The future trends of content curation
There are three major trends in content curation:
- From individual content curators to crowdsourced content curation: Individuals cannot keep up with the pace of new content, even though they have better discovery tools than before. Crowdsourcing can, although it is not suitable for promoting radical new ideas: the dictatorship of the masses is unavoidably conservative.
- From manual to semi-automated content curation: Individual content curators are forced to automate as much of the process as possible in order to stay relevant.

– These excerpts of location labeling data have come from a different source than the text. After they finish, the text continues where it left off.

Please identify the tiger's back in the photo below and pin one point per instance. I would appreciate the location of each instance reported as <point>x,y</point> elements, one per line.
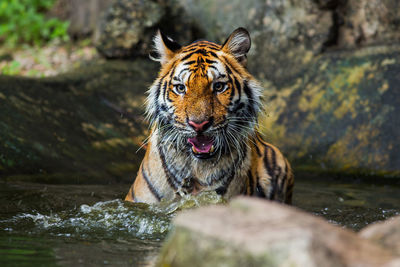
<point>203,109</point>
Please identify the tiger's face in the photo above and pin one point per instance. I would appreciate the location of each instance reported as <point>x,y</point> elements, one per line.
<point>204,101</point>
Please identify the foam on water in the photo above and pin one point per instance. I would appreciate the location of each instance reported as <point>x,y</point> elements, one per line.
<point>113,219</point>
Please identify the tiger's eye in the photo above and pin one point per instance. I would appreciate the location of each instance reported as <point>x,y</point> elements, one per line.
<point>180,88</point>
<point>219,86</point>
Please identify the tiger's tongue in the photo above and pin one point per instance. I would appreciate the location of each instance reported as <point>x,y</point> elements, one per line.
<point>201,143</point>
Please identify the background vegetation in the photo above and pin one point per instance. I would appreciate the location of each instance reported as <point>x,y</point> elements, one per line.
<point>24,21</point>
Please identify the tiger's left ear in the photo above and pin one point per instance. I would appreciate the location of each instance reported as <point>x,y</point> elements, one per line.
<point>238,44</point>
<point>165,47</point>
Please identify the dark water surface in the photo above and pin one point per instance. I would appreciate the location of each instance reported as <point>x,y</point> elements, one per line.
<point>89,225</point>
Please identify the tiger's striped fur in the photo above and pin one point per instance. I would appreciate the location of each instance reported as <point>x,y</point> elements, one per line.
<point>203,110</point>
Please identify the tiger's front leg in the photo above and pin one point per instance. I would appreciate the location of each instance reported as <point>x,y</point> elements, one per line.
<point>271,175</point>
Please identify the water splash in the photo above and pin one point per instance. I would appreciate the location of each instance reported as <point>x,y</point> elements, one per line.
<point>113,219</point>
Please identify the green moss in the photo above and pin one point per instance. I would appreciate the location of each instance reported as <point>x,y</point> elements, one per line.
<point>89,121</point>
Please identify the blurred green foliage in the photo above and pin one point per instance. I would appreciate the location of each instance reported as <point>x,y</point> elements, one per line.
<point>24,21</point>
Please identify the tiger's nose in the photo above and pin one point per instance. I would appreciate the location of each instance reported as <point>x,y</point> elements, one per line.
<point>200,126</point>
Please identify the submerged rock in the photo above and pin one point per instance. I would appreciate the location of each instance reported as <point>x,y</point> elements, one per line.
<point>255,232</point>
<point>386,234</point>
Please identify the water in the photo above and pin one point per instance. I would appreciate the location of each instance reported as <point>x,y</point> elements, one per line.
<point>89,225</point>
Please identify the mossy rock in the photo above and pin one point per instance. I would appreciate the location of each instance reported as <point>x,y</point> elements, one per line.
<point>341,114</point>
<point>83,126</point>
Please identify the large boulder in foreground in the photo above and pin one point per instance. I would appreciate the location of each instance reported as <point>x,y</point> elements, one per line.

- From content curation to people curation: When there is too much content, you vet the content creators, manually or automatically. Those who pass get exposure for all of their content.
How do these trends interact? Social networking of the content creator is vitally important in order to create an audience as isolated content becomes increasingly difficult to discover and curation focuses on people instead of individual content. Build it, and they will come, is dead.
The risk: automation increases noise
Automated content curation is not yet an option. This is clearly visible in the changes paper.li and Triberr have been forced to make to their services. Both started out as mostly automated services, but popular demand has forced them to introduce more editorial features. This is good! They are on their way to become very useful semi-automated content curation services.
The risk, however, lies in the fact that the automated features are not gone. They never will be, because if paper.li and Triberr removed them, some other service would arise to take their place.
There is a major risk that these automated features will increase the amount of noise in social networks and diminish the value of these services, because it is difficult to assess whether content from these services is automated noise or valuable, manually vetted content. This difficulty is exacerbated by the fact that this noise makes the noise-makers seem more valuable for automated people filters (Klout)! Here is an example of how much Triberr can affect your Klout score (note: he is not a noise-maker).
How making noise works in practice:
- Triberr: Form a large tribe, have everyone tweet automatically. Lots of tweets, lots of mentions = content seems valuable.
- Paper.li: Publish automatically based on many keywords. Mention people in tweets that promote your newspaper. Some will retweet and follow you. Retweets and followers = content seems valuable.
Because automated content curation is as of yet unable to provide reasonable results, but using it provides highly increased exposure, it is the tool of spammers of the future.
This raises some serious questions for Klout as well: should Klout take mentions from Triberr into account at all? How could Klout prevent gaming the system through automated use of paper.li?
The very services that strive to save us from information overflow run the risk of making things worse if they are used malevolently.
At the same time, they may become mandatory for all content creators who want to create content for an audience, because it may become nigh impossible to be discovered without using them.
All of this ensures that the amount of information in the streams will keep increasing. Whether it will be signal or noise, remains to be seen.